Bem, de acordo com os investigadores, ele teria passado por uma “cirurgia traumática na coluna (…) que mudou sua vida. (…) Em uma entrevista à CNN, um ex-colega de quarto, do Havaí, (…) relatou reclamações do suspeito em relação aos seus problemas na coluna. Ele afirmou que a situação era tão ‘traumática e difícil’ que uma aula básica de surf fez Mangione ficar na cama por uma semana.” Outro amigo relatou que “o suspeito havia parado de entrar em contato com os familiares após ser submetido a uma cirurgia nas costas.” De acordo com a comissária Tisch, o “suspeito teria escrito (um) ‘manifesto’ contra seguradoras de saúde. O documento escrito à mão criticava as empresas por colocarem o lucro acima do cuidado com os clientes. Ele apontava sua motivação e interesses (…)”. O New York Times noticiou que também havia “um caderno com anotações que detalhavam o planejamento do assassinato, segundo fontes policiais (…)”.
Como Quiropraxista aficionado por imagens, o que pude constatar na radiografia publicada pela imprensa foi a implantação de 04 parafusos para supostamente “estabilizar” o que parece ser uma anterolistese grau I em L5: dois na 5ª vértebra lombar e dois no 1º segmento do sacro. Desconheço o estado clínico e sintomatógico do suspeito, mas este tipo de cirurgia, na maioria da vezes, é desnecessária. A listese neste segmento, do tipo ístmica, é geralmente estável e se caracteriza pela separação do pars (causada por fratura por estresse ainda na preadolescência). Em quase 3 décadas de clínica, já tratei centenas (senão milhares) de pacientes com graus variados de anterolistese em L5 — inclusive alguns prestes a fazer cirurgia. Exceto por um trágico caso envolvendo um trauma com rara fratura pedicular neste particular segmento (ver novamente artigo 235), nunca houve necessidade cirúrgica nos demais pacientes que ocorriam de ter anterolisteses — reiterando novamente meu desconhecimento do quadro clínico pré-cirúrgico de Mangione.

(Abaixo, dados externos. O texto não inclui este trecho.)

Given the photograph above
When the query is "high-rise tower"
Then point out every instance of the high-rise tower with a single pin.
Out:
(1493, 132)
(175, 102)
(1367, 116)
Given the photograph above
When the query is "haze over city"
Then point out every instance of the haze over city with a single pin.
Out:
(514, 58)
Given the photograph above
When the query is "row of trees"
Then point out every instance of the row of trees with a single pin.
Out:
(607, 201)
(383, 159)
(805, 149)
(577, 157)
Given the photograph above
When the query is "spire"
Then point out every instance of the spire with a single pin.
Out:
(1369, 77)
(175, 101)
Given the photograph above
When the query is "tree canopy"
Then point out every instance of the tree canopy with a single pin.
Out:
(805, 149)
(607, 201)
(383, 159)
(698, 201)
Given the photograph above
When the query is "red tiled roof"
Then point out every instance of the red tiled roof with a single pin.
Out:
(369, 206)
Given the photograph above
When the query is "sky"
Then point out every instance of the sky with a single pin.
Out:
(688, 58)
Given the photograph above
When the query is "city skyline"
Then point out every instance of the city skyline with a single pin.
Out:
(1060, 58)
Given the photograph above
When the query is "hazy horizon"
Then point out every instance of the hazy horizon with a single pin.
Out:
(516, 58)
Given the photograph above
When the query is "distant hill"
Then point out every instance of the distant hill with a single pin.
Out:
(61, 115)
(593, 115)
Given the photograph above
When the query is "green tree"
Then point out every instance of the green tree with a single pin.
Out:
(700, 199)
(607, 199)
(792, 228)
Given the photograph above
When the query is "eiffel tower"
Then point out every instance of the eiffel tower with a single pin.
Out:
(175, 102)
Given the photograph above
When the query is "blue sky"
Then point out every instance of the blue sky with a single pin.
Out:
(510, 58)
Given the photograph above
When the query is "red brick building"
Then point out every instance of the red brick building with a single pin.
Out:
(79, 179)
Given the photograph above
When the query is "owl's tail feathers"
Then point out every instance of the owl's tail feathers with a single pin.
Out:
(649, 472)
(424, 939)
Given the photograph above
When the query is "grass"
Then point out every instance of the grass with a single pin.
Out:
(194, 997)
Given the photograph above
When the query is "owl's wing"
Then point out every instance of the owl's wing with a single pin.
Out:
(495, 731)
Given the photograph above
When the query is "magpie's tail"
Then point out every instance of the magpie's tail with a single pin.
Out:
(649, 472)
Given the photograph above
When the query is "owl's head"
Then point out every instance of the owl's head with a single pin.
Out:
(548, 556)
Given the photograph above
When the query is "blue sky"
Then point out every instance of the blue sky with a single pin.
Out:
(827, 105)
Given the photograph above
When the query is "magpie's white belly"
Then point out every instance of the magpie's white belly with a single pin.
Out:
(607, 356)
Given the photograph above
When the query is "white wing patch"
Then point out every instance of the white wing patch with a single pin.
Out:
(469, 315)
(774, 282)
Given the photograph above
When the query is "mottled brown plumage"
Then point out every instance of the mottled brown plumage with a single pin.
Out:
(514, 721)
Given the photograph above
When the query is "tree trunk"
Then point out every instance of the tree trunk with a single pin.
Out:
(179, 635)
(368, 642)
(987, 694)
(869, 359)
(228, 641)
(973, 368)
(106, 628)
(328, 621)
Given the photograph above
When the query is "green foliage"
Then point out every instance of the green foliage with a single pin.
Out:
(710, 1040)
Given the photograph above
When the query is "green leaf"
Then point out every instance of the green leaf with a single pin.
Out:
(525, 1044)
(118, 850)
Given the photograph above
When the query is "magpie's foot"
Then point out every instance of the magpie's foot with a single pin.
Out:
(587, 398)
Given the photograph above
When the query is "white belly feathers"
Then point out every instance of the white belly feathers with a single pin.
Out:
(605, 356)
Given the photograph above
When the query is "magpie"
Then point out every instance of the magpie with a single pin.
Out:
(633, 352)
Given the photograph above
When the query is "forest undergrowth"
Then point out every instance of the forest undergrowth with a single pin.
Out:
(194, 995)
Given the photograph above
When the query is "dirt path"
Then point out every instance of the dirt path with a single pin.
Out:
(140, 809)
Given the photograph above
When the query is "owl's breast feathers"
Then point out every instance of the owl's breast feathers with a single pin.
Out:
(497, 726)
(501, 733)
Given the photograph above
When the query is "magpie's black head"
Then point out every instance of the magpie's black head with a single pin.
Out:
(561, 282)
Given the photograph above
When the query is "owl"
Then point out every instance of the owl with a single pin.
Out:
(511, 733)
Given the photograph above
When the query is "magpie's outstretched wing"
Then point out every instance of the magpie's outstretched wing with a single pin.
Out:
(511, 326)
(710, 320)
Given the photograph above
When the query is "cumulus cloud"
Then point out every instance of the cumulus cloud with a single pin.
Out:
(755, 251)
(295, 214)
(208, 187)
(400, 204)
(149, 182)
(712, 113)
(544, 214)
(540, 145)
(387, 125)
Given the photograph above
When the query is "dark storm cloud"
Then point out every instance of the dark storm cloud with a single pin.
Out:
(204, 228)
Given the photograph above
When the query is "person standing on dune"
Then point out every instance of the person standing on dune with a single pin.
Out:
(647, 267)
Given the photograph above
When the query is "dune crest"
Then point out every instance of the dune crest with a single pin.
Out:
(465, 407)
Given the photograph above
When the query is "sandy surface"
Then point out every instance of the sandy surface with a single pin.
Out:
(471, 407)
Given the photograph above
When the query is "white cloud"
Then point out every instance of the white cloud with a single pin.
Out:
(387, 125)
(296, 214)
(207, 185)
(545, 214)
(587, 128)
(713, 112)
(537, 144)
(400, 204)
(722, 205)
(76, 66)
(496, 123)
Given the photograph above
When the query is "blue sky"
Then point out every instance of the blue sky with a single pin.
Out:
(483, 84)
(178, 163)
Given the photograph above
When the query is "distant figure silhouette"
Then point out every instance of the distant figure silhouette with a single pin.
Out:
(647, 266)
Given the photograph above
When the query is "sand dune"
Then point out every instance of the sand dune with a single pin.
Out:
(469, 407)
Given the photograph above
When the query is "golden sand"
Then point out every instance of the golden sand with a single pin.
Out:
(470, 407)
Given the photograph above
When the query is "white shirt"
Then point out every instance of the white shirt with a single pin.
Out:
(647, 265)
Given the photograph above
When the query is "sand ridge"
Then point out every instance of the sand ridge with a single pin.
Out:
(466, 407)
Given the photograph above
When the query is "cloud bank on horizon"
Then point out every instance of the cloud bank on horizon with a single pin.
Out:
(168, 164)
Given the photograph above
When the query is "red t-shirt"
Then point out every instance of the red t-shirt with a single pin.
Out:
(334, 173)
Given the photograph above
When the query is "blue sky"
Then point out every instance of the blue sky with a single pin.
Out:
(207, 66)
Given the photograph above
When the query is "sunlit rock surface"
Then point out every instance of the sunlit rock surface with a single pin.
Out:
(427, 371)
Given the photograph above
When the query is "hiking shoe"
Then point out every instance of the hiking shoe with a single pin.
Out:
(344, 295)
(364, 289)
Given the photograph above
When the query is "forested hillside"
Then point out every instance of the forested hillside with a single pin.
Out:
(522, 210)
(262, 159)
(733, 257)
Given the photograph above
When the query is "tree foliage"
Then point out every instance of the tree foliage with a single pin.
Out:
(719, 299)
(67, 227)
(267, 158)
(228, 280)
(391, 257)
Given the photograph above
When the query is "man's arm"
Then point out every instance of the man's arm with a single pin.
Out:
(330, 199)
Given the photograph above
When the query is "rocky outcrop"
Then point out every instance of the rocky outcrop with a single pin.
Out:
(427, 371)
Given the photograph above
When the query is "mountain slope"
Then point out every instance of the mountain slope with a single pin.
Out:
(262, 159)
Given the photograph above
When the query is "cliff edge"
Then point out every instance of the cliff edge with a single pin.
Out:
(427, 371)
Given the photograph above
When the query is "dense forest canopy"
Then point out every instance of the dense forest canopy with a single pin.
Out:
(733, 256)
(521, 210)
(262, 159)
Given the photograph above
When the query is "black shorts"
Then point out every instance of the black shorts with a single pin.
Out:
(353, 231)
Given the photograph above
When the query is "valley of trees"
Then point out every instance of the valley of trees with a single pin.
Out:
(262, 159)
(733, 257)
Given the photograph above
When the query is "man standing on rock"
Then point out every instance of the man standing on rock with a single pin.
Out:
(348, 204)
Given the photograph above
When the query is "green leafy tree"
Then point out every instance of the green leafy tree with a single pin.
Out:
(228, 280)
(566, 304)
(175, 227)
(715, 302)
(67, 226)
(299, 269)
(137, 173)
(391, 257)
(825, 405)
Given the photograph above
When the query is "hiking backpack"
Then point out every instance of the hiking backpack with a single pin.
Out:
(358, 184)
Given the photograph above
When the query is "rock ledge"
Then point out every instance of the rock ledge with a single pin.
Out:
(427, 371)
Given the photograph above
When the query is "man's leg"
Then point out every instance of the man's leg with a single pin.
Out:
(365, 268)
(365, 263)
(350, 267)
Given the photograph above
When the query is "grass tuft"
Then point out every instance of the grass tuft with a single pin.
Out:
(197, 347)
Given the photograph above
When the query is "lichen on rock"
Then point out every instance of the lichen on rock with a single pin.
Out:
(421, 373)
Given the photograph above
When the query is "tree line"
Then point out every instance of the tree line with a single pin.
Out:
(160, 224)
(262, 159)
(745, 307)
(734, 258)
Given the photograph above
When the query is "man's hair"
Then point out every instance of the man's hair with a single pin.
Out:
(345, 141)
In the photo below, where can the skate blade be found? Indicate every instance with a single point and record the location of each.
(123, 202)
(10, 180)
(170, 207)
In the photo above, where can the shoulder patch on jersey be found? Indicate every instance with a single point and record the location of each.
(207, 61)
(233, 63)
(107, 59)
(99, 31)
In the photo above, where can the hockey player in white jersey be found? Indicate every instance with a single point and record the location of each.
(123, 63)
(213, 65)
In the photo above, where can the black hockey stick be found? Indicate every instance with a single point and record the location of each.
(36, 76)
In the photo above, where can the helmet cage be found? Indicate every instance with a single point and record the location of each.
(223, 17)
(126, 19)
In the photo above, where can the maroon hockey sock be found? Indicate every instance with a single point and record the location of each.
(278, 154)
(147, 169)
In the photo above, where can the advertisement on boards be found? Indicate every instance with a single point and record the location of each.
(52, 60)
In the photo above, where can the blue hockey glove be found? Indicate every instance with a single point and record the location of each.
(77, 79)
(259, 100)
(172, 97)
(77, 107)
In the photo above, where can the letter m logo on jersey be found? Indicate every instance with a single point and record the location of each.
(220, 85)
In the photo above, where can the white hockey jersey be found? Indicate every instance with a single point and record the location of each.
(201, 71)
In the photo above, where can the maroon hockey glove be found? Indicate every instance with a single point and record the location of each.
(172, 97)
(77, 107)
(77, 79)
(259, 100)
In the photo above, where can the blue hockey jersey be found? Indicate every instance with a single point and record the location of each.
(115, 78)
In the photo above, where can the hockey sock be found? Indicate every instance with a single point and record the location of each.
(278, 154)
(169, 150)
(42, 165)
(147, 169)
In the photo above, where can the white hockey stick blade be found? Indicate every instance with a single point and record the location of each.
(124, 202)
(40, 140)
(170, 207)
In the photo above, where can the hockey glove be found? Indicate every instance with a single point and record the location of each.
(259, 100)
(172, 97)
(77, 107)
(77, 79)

Mas daí a uma cirurgia malsucedida de anterolistese ser o estopim para uma pessoa meticulosamente premeditar e executar um crime desta magnitude são outros quinhentos. E desconhece-se, até o presente momento, se houve de fato algum problema pontual com a cobertura do plano de saúde em relação a esta cirurgia em particular. Ou se as inevitáveis doses cavalares de medicação para as dores crônicas e/ou pós-cirúrgicas causaram alguma mudança psicológica no suspeito (confiram artigos 149 e 235).
Seja lá como for, os desdobramentos deste estranho caso ainda vão levar tempo para fazer algum sentido (ver artigos de temática semelhante: 115 e 225).